Matrox Parhelia-512 - The Challenger

16x Fragment Anti-Aliasing, Continued

So much about the technology to date. With the Parhelia-512, Matrox takes an entirely different route, namely, fragment anti-aliasing. This technique gets to the heart of the problem. After all, only the edges needed to be smoothed out, and this only accounts for 5% to 20% of the pixels in a scene. With this in mind, supersampling and multisampling are thus extremely ineffective, since the majority of pixels actually don't need to be re-calculated.
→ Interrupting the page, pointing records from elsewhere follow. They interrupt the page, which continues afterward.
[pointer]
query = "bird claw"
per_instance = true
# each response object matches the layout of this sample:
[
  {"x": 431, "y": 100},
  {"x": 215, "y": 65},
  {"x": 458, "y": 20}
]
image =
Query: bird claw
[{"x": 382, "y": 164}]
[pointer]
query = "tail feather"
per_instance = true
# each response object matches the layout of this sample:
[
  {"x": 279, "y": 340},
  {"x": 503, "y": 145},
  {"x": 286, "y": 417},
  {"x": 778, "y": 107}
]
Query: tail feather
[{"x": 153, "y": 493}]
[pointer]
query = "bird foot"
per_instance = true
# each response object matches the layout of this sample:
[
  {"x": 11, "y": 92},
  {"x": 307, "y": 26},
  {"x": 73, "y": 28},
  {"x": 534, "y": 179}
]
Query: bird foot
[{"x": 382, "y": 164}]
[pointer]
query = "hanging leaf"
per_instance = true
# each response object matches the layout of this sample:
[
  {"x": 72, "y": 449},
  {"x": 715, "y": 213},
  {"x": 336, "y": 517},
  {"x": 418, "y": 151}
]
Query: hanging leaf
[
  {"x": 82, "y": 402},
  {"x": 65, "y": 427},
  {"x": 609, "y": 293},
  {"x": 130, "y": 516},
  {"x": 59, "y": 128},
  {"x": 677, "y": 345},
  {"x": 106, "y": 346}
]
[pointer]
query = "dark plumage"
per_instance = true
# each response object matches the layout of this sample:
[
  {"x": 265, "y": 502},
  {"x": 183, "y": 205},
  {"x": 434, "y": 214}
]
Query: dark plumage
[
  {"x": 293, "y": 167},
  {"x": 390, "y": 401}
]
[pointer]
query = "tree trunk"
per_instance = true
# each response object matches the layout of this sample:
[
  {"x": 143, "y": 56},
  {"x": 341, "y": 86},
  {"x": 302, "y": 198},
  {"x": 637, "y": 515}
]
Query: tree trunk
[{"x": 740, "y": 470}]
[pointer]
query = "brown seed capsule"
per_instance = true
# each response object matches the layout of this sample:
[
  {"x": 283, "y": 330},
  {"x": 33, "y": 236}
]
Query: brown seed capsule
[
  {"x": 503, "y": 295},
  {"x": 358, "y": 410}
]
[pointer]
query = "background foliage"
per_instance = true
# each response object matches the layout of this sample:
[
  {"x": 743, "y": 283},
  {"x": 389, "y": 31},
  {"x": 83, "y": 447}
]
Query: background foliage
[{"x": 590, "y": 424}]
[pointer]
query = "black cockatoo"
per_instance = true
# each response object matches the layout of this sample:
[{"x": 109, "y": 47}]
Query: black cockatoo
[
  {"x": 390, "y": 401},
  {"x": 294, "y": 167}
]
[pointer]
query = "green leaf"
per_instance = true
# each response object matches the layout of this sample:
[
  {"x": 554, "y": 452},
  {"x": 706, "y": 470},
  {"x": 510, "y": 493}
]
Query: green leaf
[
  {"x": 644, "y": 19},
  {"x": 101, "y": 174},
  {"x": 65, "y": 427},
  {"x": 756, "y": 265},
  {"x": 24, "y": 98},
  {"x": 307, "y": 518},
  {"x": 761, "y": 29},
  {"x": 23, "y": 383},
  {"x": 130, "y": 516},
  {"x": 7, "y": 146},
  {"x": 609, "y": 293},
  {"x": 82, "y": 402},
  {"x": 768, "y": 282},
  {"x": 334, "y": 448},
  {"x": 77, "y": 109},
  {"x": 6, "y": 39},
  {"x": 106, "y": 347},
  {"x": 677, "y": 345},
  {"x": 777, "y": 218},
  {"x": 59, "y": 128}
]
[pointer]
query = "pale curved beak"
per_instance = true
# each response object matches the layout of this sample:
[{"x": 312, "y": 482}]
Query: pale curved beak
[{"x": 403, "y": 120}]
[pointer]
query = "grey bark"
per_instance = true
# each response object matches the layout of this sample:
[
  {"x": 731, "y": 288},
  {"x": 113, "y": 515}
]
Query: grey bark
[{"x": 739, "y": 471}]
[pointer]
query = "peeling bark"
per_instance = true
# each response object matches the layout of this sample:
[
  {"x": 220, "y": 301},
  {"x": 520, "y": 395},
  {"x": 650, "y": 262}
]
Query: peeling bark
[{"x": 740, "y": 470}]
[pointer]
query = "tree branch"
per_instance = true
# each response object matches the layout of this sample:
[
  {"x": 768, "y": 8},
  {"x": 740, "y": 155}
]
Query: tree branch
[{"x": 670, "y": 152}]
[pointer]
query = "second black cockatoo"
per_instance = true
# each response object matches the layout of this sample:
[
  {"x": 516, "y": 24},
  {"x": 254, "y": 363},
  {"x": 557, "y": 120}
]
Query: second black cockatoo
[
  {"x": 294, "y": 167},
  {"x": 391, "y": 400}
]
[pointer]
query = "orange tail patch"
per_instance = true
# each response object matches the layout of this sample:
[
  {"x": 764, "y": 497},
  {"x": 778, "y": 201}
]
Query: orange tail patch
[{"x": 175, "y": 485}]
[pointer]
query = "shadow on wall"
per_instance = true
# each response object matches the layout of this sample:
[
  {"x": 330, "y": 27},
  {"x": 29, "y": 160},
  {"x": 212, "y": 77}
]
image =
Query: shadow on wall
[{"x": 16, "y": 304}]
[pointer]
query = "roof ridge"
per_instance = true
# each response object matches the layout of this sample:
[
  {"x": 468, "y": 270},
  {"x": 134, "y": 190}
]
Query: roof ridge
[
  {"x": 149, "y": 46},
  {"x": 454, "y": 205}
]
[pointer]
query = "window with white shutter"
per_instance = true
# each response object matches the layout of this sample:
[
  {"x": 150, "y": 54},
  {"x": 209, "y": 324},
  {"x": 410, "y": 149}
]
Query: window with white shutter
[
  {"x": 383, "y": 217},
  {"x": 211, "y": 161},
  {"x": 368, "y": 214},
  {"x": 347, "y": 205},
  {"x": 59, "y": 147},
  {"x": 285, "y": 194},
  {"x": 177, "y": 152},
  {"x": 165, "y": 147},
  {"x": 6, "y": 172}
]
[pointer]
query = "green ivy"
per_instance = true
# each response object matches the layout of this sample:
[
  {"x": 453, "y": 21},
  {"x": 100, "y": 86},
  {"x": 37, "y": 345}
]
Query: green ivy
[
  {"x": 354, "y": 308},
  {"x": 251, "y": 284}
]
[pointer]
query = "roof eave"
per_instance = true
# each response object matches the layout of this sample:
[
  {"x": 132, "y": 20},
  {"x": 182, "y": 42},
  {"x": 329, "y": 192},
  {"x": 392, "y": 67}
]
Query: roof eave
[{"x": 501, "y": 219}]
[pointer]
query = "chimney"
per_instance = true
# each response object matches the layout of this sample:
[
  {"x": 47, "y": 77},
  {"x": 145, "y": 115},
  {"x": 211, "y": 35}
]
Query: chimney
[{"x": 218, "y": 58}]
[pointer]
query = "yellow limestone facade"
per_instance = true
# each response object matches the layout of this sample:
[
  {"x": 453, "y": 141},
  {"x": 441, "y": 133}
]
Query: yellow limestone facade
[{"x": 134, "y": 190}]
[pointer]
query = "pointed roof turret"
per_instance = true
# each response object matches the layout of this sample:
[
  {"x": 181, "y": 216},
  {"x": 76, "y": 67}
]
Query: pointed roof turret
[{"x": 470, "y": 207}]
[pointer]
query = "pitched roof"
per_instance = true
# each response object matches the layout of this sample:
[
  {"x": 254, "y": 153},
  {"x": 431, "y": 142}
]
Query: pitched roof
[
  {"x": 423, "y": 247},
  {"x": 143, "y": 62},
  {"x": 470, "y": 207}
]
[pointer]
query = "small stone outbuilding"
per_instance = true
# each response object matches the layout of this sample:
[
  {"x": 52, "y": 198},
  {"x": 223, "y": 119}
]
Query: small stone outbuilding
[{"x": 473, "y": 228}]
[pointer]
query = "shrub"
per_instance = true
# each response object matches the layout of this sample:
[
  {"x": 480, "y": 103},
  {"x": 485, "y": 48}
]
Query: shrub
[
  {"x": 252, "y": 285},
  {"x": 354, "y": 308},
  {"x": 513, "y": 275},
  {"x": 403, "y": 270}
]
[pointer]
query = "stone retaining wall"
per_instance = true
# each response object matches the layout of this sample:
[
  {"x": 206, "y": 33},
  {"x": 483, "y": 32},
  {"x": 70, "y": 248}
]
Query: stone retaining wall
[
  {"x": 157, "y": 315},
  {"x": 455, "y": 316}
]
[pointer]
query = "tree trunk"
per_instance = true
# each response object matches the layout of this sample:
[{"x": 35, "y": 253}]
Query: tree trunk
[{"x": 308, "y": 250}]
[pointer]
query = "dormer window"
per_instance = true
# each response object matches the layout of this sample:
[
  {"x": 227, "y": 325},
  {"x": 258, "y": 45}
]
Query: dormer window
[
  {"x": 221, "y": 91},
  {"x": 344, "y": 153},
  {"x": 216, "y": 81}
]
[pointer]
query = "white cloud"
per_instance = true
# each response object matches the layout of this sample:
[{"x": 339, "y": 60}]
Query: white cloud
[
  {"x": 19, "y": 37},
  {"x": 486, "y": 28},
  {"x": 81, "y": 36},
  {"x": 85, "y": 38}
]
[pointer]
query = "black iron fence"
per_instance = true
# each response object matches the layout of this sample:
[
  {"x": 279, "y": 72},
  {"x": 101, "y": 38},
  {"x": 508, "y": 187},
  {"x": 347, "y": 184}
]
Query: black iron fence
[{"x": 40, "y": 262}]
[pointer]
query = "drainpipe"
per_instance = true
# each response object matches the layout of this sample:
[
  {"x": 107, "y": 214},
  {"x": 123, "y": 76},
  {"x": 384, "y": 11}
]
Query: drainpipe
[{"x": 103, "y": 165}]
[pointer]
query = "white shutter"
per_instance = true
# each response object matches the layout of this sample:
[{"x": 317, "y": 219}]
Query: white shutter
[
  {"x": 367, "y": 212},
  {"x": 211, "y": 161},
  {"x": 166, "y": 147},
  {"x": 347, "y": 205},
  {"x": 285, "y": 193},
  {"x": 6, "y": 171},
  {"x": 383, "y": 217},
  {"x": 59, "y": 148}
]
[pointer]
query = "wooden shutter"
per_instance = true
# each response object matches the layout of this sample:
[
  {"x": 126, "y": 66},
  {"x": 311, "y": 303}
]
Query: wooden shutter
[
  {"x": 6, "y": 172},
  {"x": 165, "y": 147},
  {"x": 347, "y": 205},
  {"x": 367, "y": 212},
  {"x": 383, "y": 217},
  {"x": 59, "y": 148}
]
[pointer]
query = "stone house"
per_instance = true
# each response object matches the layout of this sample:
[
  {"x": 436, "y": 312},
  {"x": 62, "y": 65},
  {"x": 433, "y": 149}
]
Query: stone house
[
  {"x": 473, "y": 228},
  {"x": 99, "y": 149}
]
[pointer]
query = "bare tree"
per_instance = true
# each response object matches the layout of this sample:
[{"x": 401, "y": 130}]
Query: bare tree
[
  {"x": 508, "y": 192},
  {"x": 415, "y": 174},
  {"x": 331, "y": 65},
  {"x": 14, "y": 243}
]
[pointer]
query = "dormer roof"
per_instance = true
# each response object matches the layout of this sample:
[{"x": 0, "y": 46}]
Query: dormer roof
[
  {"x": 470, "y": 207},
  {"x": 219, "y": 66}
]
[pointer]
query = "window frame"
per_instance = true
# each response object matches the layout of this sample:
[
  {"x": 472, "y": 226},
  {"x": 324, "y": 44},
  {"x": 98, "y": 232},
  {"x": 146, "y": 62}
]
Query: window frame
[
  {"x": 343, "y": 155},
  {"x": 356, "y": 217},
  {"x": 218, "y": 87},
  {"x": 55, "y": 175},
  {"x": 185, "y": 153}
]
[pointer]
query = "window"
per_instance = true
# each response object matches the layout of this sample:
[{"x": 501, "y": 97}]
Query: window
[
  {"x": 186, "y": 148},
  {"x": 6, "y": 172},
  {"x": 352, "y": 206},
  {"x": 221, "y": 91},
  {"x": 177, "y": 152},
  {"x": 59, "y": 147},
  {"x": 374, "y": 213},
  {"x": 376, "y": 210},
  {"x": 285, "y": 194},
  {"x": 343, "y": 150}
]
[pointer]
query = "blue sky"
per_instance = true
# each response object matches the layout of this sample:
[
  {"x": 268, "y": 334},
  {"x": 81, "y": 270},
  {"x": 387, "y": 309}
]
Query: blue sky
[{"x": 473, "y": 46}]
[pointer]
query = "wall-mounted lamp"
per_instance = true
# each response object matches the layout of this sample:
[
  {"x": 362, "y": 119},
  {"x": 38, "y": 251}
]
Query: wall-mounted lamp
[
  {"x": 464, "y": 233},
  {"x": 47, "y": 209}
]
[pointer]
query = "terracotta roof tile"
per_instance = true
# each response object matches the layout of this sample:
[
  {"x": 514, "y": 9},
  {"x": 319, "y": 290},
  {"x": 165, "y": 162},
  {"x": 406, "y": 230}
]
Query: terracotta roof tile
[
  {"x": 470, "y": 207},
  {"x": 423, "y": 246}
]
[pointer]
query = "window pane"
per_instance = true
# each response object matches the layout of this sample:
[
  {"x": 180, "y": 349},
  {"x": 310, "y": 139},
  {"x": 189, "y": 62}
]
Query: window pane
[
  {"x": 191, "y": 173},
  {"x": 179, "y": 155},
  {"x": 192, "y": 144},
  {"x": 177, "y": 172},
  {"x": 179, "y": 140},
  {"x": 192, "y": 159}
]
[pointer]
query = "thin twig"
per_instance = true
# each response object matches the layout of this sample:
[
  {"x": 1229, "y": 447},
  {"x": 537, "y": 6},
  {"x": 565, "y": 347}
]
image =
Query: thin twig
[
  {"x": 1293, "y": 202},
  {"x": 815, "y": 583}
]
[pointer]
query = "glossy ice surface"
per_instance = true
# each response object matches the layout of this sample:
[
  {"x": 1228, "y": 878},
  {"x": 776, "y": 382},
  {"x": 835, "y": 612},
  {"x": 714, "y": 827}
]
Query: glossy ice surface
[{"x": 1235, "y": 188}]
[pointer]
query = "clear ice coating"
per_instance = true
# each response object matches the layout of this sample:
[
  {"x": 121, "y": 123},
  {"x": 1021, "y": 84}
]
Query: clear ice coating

Parhelia recognizes a pixel based on the edges of the triangles and then evaluates whether or not this is "fragmented," i.e., whether another object is next to, or overlaps, the object in question. This lets the chip recognize whether or not a pixel is completely covered, completely exposed or overlapped only on the edges (fragmented). In the first two cases, the pixels are instantly allocated to the RAM. All fragmented pixels are assigned to a fragment buffer, where the colors of the pixels are then re-calculated with 16x subpixel precision. Finally, these pixels are added to the rest of the scene that has been stored to memory.

Matrox claims that this process allows for an image quality that corresponds to 16x FSAA quality, while minimizing the loss in performance at the same time. However, there are cases where fragment anti-aliasing doesn't work, for example, in scenes where the stencil buffer is used. Here, the user can only resort to very slow supersampling, even if the high memory bandwidth of 256-bit DDR is supposed to mitigate this undesirable effect somewhat. Unfortunately, Matrox does not offer a list of compatible games at the moment. Stencil buffers are often used to calculate shadows in games.

It's also interesting to compare quality. For example, Parhelia's fragment antialiasing (FAA) does not recognize lines that are rendered in the form of textures. Supersampling and multisampling, by comparison, smooth out these edges as well. On the other hand, roll-playing games benefit from FAA, since menus aren't overly softened as they are with multisampling FSAA and supersampling FSAA.